Finding 11 (PCAIS): The PCAIS has been successful at mobilizing knowledge to support the development of responsible AI. Knowledge dissemination activities have also been effective in sharing the outcomes of AI research more broadly, resulting in an increase in programs and funding to support the deployment of AI technologies across various sectors and industries.

Finding 12 (Core and PCAIS): Evidence shows that CIFAR and the PCAIS have contributed to public policy changes, influenced university curriculum and created start-up companies and commercial products.

Three findings highlighted the extent to which the CIFAR and the PCAIS funding model are an efficient approach in strengthening the Canadian research environment.

Finding 13 (Core and PCAIS): The CIFAR and PCAIS funding models are efficient. CIFAR was noted as responsive, provided flexibility for how funding is utilized and allowed research to evolve. Through the PCAIS, CIFAR has also helped advance national coordination among the national AI Institutes.

Finding 14 (Core): CIFAR administrative costs have decreased compared to five years prior. Administrative costs for CIFAR were generally lower relative to the comparators identified. Funding from ISED has helped leverage additional investments. For CIFAR, financing from other sources fluctuated during the evaluation, with some declines in provincial support.

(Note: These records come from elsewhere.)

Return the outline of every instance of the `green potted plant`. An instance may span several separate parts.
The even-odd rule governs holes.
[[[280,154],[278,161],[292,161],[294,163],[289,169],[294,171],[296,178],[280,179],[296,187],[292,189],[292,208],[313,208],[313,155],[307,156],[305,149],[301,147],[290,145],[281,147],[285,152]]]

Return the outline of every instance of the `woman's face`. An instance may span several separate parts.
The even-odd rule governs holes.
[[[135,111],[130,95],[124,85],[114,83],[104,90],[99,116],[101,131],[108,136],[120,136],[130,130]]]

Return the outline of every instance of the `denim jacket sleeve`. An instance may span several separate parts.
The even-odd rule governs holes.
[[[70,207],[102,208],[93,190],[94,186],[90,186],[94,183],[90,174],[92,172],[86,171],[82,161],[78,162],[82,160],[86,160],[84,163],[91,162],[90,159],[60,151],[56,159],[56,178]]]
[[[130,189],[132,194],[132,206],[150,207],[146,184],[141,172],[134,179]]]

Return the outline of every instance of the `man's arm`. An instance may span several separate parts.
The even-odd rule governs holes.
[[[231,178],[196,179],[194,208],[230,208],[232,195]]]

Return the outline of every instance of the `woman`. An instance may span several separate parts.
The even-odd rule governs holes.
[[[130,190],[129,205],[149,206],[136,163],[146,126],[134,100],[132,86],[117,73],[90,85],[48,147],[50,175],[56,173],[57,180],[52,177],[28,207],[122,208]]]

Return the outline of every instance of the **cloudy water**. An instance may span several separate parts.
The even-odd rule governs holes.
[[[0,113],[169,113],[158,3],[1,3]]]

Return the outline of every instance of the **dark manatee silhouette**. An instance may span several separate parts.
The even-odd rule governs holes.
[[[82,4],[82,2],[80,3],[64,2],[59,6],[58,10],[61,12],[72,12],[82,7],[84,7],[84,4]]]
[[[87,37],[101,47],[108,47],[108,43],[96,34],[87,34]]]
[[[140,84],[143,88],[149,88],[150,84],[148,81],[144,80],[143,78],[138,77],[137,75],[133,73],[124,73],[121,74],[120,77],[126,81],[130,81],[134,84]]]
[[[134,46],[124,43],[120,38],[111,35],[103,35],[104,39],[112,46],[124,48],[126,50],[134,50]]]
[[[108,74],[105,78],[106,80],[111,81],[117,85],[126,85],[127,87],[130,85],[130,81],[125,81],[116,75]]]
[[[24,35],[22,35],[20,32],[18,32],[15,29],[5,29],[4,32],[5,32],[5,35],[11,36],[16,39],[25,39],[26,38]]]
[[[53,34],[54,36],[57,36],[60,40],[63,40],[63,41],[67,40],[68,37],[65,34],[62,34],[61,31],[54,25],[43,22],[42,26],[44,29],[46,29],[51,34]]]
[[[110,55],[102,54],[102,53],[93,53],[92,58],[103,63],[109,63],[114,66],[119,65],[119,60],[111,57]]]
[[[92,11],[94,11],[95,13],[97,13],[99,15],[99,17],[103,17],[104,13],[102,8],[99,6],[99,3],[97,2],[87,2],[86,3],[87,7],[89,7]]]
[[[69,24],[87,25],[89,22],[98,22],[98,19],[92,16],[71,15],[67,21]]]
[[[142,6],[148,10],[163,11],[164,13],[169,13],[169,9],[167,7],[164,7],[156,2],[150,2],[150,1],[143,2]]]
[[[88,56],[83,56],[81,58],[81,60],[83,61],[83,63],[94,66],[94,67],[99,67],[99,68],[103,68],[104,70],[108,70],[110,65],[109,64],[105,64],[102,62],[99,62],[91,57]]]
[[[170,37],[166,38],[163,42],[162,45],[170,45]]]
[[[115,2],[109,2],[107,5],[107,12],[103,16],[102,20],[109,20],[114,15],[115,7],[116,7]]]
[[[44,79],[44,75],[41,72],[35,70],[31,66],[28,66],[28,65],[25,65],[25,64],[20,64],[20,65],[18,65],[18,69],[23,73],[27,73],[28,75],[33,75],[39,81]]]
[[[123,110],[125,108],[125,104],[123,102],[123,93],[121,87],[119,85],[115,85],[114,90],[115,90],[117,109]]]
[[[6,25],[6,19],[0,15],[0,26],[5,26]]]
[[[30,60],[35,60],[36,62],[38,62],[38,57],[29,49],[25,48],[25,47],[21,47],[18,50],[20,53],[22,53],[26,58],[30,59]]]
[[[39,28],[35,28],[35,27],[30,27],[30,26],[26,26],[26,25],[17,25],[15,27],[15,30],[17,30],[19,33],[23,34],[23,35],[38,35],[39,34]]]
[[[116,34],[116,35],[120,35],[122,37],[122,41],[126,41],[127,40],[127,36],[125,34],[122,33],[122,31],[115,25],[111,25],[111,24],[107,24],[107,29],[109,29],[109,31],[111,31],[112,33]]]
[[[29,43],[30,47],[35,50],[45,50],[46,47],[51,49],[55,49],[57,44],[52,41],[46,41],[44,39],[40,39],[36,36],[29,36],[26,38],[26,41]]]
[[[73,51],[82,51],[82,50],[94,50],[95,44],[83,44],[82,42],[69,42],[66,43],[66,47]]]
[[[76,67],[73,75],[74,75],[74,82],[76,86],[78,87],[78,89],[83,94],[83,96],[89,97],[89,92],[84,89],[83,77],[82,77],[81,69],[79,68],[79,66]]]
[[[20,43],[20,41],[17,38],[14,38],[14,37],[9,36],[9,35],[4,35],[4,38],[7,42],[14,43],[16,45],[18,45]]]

Finding 15 (Core and PCAIS – linked to recommendation 2): While CIFAR has taken some concrete actions in order to integrate equity, diversity and inclusion into its organizational structure and the delivery of its programs, the need remains to provide more opportunities for under-represented groups within the research programs. Opportunities to improve collection of EDI data should also be explored.

Two recommendations were produced in the evaluation, stemming from the assessment of performance and efficiency, and supported by multiple lines of evidence.

Performance

Recommendation 1:ISED's SRS and CIFAR should explore opportunities to improve the rigour of performance measurement data for publications. This could include adding quality assurance review to address any abnormal values, and also exploring the use of external data to avoid double-counting joint publications.

Efficiency

Recommendation 2:ISED's SRS should work withCIFAR to continue its efforts to integrate EDI within the organization and the delivery of its programs. Particular emphasis should be placed on providing more opportunities for underrepresented groups within the research programs and ensuring consistent collection of EDI data for researchers and HQP.